New Zealand will soon welcome a big new player in the out-of-home sector, with media company Taxi Impact and a range of taxi companies—including the main taxi co-operatives under the Blue Bubble brand—agreeing to start displaying advertising on their vehicles in Auckland, Wellington and Christchurch.
For anyone who’s ventured overseas, it’s one of those ideas that inevitably leads to a standard question: ‘Why hasn’t someone done it already?’ And while Tim Dove, Taxi Impact’s founder and director, says it has certainly been tried here, he says all of the attempts have completely missed the mark.
“They have focused on small formats, bumper-stickers or positioned them on the boot, which gives little value to the advertiser. Therefore no-one was interested. Also, no company has given advertisers a nationwide scale that gives them the consistency and reach they need.”
Like many innovations that make it to New Zealand, Dove says the penny dropped for him a few years ago while he was living overseas.
“I was standing on a street corner in London when I saw a taxi with advertising on it. Naturally, as a Kiwi you wonder why no-one is doing that in New Zealand. The process just started from there really.”
He started looking into the idea in more detail and found the drivers in London were very supportive of the extra revenue the scheme generated and, because a single black cab was seen around 75 million times a year (check out this Britain From Above clip, which shows taxis in London at peak time), the advertisers saw it as a key part of their media mix.
So far Dove has established a network of around 2,200 taxis (both vans and cars) throughout the country and, with Omnigraphics as printing partner, can offer a mixture of exterior and interior advertising options, ranging from rear doors, rear sides, the rear half of vehicles or full wraps (and in a nice touch, each option is named after an endangered New Zealand bird or tree, with a small chunk of each taxi’s fee being given to the particular charity that aims to help it).

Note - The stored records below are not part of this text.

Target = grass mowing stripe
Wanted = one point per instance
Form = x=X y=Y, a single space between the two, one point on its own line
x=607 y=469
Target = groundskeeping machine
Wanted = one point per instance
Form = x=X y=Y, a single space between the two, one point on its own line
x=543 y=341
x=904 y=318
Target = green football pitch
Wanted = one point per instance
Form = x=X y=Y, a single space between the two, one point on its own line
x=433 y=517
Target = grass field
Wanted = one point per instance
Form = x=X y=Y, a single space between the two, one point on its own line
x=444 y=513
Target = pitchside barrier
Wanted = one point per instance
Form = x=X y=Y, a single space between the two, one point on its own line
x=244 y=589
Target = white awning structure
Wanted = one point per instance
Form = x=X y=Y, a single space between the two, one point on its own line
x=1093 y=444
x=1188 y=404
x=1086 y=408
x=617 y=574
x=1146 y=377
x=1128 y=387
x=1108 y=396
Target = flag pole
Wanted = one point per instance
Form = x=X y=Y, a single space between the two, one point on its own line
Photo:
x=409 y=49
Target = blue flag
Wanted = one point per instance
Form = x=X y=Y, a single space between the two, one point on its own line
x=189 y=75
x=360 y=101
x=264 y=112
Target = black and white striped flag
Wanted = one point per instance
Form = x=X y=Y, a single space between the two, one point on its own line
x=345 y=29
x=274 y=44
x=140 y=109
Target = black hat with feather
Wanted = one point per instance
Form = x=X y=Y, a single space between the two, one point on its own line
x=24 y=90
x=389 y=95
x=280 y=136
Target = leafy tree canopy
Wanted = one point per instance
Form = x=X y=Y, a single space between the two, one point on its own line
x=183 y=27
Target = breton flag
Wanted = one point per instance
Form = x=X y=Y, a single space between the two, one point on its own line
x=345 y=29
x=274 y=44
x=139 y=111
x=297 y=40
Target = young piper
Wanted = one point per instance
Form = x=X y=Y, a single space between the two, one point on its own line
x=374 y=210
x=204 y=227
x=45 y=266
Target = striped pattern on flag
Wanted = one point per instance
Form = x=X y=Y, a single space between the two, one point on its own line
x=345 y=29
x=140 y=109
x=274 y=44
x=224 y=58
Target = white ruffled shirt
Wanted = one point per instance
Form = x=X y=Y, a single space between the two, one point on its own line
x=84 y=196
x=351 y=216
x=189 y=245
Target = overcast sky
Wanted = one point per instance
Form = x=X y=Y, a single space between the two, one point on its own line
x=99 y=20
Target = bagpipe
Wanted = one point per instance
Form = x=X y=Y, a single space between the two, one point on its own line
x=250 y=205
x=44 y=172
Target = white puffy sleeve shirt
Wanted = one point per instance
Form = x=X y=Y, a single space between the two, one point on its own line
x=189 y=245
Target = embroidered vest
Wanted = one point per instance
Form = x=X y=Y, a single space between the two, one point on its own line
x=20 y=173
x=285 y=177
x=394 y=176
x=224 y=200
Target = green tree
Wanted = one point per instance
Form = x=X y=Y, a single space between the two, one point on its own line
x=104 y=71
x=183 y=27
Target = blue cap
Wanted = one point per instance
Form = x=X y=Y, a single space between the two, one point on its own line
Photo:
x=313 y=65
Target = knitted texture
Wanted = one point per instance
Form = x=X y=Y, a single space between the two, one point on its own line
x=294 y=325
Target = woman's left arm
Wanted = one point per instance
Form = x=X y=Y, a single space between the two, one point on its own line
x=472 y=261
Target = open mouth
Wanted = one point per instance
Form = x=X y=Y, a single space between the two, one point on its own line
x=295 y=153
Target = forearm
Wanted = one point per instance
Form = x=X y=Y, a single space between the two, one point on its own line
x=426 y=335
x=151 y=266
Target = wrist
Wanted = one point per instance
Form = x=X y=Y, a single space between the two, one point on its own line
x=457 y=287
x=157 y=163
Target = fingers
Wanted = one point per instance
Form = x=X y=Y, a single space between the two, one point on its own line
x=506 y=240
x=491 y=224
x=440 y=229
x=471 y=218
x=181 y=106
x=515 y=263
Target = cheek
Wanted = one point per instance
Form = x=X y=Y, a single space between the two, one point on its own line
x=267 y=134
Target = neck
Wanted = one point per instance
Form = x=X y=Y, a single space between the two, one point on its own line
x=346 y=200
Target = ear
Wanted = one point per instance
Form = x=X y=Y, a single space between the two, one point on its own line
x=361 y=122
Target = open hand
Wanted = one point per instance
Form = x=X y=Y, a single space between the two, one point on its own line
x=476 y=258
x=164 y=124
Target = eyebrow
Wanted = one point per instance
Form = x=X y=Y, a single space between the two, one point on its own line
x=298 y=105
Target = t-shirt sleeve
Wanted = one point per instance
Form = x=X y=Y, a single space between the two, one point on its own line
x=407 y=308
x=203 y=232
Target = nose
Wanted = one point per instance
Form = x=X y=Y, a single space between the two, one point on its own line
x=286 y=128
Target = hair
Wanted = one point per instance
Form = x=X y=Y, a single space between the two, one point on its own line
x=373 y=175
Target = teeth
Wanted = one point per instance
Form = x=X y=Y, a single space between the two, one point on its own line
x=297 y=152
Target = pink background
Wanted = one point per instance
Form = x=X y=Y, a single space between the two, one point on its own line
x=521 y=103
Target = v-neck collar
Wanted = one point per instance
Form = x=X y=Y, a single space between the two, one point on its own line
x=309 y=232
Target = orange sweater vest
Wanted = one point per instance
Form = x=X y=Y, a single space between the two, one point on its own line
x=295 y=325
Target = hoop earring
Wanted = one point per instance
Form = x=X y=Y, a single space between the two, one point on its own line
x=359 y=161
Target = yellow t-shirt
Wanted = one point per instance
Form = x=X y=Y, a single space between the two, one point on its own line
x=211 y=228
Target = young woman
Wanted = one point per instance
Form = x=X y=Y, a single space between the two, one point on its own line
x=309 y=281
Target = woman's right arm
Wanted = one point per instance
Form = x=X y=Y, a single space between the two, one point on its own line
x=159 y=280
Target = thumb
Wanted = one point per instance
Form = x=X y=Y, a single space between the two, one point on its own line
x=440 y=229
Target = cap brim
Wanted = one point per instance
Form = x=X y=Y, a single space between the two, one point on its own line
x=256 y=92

He says the exterior advertising will bring messages to the street level and, as taxis generally inhabit the expensive media zone of the CDB and other busy areas, they’re visible at what could be an important part of the consumer journey. As far as airport coverage goes, Dove says taxis carrying advertising in Wellington and Christchurch are free to wait in the rank and come and go as they please, but not so in Auckland, where they are unable to wait in the rank due to the airport’s contract with another outdoor provider.
After seeing the OMANZ response to ‘unsubstantiated claims‘ in a Mobile AdVert advertising campaign, Dove doesn’t want to make any unsubstantiated claims of his own about eyeball numbers and has commissioned Perceptive to do some more robust research when the first campaigns go live. But, according to the data that is available, Taxi Impact is a fairly compelling moving media proposition: per month taxis in New Zealand travel over 1200km further than Urgent Couriers Mobile AdVert, over 2200km further than a bus and 3200km further than the SmartMove cars.

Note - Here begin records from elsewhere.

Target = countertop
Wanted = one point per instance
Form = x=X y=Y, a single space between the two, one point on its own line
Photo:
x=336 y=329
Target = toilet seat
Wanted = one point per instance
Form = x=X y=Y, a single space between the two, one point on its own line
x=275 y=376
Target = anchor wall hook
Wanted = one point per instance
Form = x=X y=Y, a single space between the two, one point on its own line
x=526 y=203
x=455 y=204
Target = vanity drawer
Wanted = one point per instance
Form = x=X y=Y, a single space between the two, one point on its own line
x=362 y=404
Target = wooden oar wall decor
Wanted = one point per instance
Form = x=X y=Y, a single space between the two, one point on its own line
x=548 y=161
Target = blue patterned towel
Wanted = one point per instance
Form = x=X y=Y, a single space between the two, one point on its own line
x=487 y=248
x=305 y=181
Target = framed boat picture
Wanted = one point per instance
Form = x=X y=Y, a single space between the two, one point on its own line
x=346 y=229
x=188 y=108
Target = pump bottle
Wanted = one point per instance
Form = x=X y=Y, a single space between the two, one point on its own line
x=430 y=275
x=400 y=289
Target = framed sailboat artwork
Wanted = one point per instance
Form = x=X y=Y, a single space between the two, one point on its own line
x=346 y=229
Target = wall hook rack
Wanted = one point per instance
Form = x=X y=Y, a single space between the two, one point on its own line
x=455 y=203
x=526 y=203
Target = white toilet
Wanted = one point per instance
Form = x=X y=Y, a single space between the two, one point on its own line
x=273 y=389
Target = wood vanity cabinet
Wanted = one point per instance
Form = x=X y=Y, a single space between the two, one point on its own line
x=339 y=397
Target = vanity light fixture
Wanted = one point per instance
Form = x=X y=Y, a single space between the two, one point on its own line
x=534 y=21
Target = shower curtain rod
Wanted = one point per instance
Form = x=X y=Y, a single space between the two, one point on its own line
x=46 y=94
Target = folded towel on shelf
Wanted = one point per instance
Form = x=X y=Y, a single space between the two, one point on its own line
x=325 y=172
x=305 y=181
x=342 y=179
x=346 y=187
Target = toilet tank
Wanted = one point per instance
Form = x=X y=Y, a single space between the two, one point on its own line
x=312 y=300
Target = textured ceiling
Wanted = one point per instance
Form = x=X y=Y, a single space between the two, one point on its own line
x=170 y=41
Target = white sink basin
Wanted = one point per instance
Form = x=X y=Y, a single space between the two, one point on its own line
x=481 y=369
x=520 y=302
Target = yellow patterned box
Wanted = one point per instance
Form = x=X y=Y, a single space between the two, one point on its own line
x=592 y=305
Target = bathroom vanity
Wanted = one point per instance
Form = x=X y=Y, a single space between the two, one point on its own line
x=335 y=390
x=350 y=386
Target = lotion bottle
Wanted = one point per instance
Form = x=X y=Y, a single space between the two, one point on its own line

Dove says taxi campaigns can also be linked to the events the vehicles are servicing, whether it’s rugby matches, flower shows or business conventions. And while he didn’t want to comment about the Rugby World Cup at this stage, we had a gander at the Major Events Management Act and it appears that taxis carrying advertising would be considered to be going about their normal business and would still be able to operate in the clean zones (the Ministry of Economic Development hasn’t made a formal decision on the extent of the clean zones, but it’s thought the major players are happy with a distance of 500m).
Along with street-level exposure, Dove says 55 million taxi journeys are taken annually in New Zealand, with the average ride hosting 2.4 people and taking 14 minutes. So, he believes there are plenty of opportunities to communicate messages inside vehicles as well, including things like branded receipts, product giveaways, door stickers. He has also embraced the opportunities presented by mobile marketing and partnered with TXT Engine.
While the first campaign is yet to go live, Dove says there’s been plenty of interest from agencies and even a few large clients that have been approached directly, none of whom he is able to name at present. And, while there’s no doubt it’s a tough sector, the outdoor revenue numbers are on the up, it’s a good, professional offering and the onslaught of humans for the Rugby World Cup is sure to see many of the nations cabs in action, so it could be a pretty good year to kick the business off.